I was immediately impressed by the professional landing page and the look and feel of the administration views generated by the gem. I was also very impressed by the elegant DSL. Active Admin is packaged as a gem and it abstracts away all of the tedious administration coding into a simple DSL. The administration files are tucked away under the app folder into a folder of it’s own called admin, and there is one file per resource. I decided to give it a spin and see what it could do.

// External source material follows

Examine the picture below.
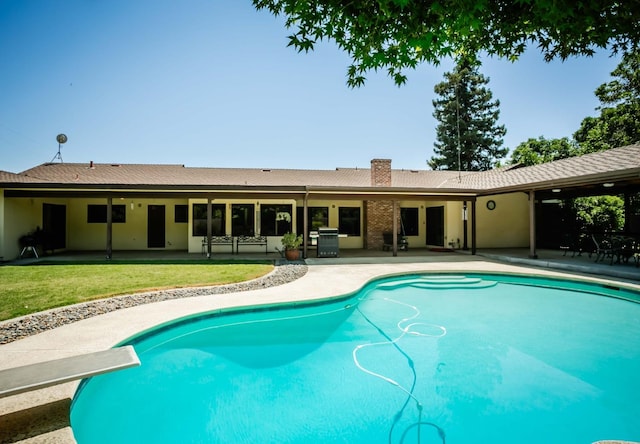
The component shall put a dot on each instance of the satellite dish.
(61, 138)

While playing around with it for an hour or so, I decided to see how far I could push it. Just how flexible is this framework. I added 15 resources to manage in the admin. This pushed the limit of visibility for the menu items at the top of the page, causing them to wrap. It looked ugly and where some resources were two of more words I found the menu item itself would break and wrap splitting the menu item over several lines. I noticed in the screenshot on the Active Admin web site that the Administration menu item had a disclosure indicator. This hinted that the menus could be nested, so I decided to look into it. I found some undocumented options on the menu method, one of which is :parent. By setting a parent you can nest menu items for resources under a top-level menu, and this creates a CSS dropdown menu.

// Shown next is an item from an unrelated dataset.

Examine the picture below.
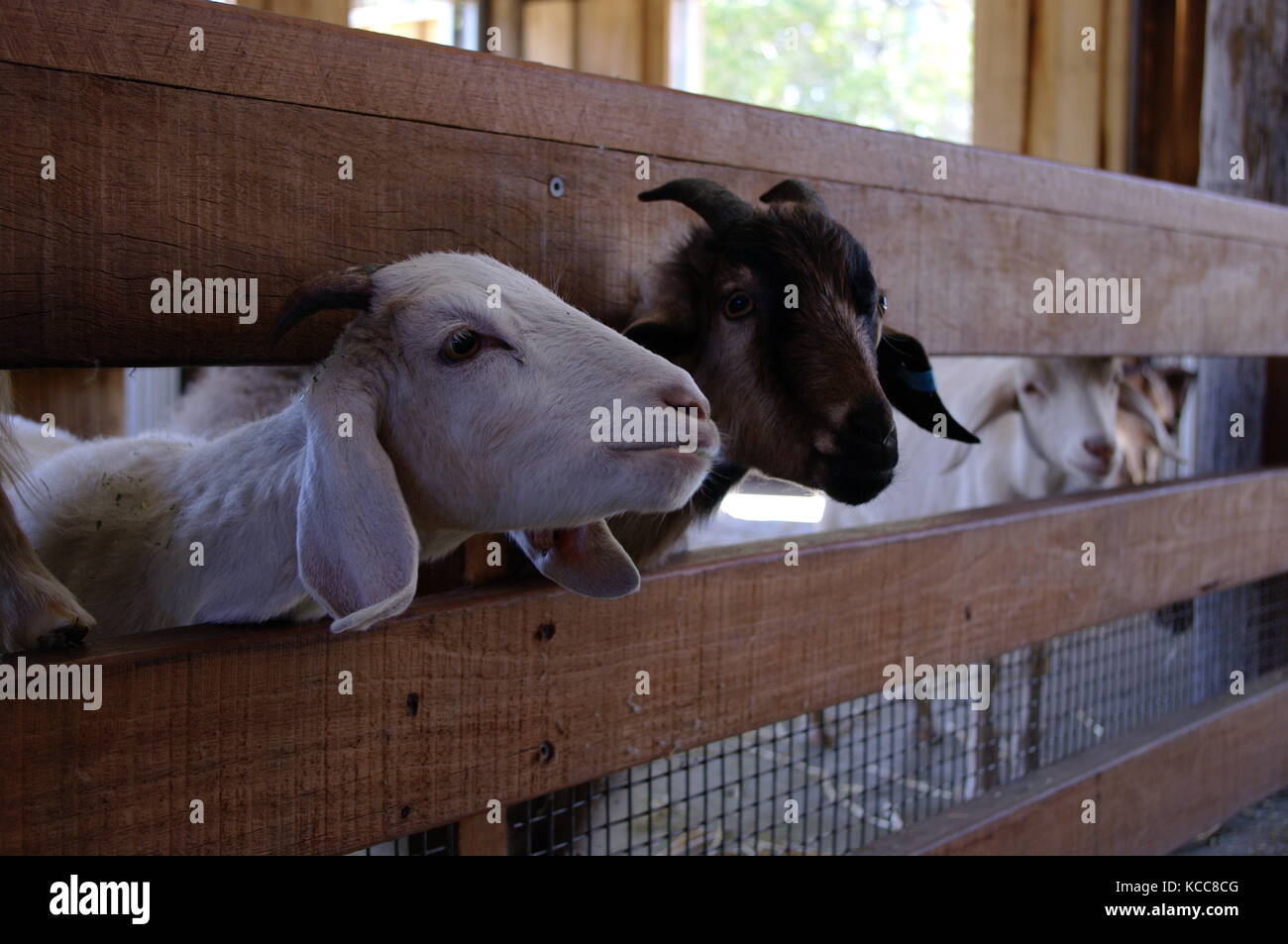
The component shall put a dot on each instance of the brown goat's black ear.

This code generates an Administration menu with three menu items in a dropdown:

# app/admin/administration.rb

ActiveAdmin.register Manager do
  menu :parent => "Administration"
end

ActiveAdmin.register Backup do
  menu :parent => "Administration"
end

ActiveAdmin.register Setting do
  menu :parent => "Administration"
end

and it looks like this:

Another little thing that was slightly annoying was the attribution in the footer. There doesn’t seem to be provision to set the content displayed in the footer of the administration views. I’ve found that Ruby comes to your aid for things like this and by overriding the right method you can put whatever you want in the footer.

The following code overrides the footer content: 

# lib/active_admin_views_pages_base.rb

class ActiveAdmin::Views::Pages::Base < Arbre::HTML::Document

  private

  # Renders the content for the footer
  def build_footer
    div :id => "footer" do
      para "Copyright &copy; #{Date.today.year.to_s} #{link_to('Example.com', 'http://example.com')}. Powered by #{link_to('Active Admin', 'http://www.activeadmin.info')} #{ActiveAdmin::VERSION}".html_safe
    end
  end

end

# app/controllers/application_controller.rb

class ApplicationController < ActionController::Base
  protect_from_forgery
  
  # Override build_footer method in ActiveAdmin::Views::Pages
  require 'active_admin_views_pages_base.rb'
end

 

So far I haven’t found anything that’s restricting the way I want the administration views to function. I’ll be playing around with nested models and things like datetime pickers over the next day or so. I’ll post if I find anything tricky. I’m keen to hear your thoughts on Active Admin.